# Happy Birthday NaphtaliPress



## PB Moderating Team (Dec 26, 2014)

1 member is celebrating a birthday today:

-NaphtaliPress (Age: hidden)


Happy Birthday!


----------



## Gforce9 (Dec 26, 2014)

Happy Birthday, Chris. You are a blessing to many!


----------



## Justified (Dec 26, 2014)

Happy Birthday!


----------



## Andres (Dec 26, 2014)

Happy Birthday Chris!


----------



## Cymro (Dec 26, 2014)

Let's publish this, happy birthday Chris.


----------



## Reformed Covenanter (Dec 26, 2014)




----------



## Free Christian (Dec 26, 2014)

Happy birthday Chris. Here's hoping you have a good one.


----------



## jambo (Dec 26, 2014)

Happy birthday to you Chris and I hope you enjoy the day.


----------



## NaphtaliPress (Dec 26, 2014)

Thanks all. Another year older for sure another wiser not so sure. Working today; wrapping up orders for The Confessional Presbyterian journal volume 10 and the Naphtali Press edition of The Westminster Assembly's Grand Debate. If you want to give me a present  order one of those; check out the sale on the book at RHB or SGCB.


----------



## Jerusalem Blade (Dec 26, 2014)

Happy birthday Chris -- may you have many more in good health!


----------



## kodos (Dec 26, 2014)

Happy Birthday, Chris!!


----------



## bookslover (Dec 26, 2014)

So, Chris, is your true age a state secret? Will I have to contact the NSA to find out how old you are? LOL


----------



## NaphtaliPress (Dec 26, 2014)

Richard, here's my sixth birthday picture; you do the math.


----------



## Rev.
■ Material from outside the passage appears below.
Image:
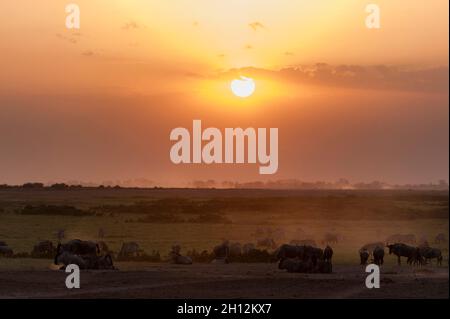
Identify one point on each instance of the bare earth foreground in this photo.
(227, 281)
Todd Ruddell (Dec 27, 2014)

Happy Birthday Chris.


----------



## earl40 (Dec 27, 2014)

NaphtaliPress said:


> Richard, here's my sixth birthday picture; you do the math.
> View attachment 4099



Let's see it is 2014 and you were 6. So you are 2,008 years old.


----------



## SolaScriptura (Dec 27, 2014)

Happy Birthday, old man!


----------



## DMcFadden (Dec 27, 2014)

Happy belated birthday, Chris! May the Lord bless you and your important publishing efforts this next year.


----------



## bookslover (Dec 29, 2014)

NaphtaliPress said:


> Richard, here's my sixth birthday picture; you do the math.
> View attachment 4099



Yes, but which one is you? LOL


----------



## NaphtaliPress (Dec 29, 2014)

The younger one.


bookslover said:


> NaphtaliPress said:
> 
> 
> > Richard, here's my sixth birthday picture; you do the math.
> ...


----------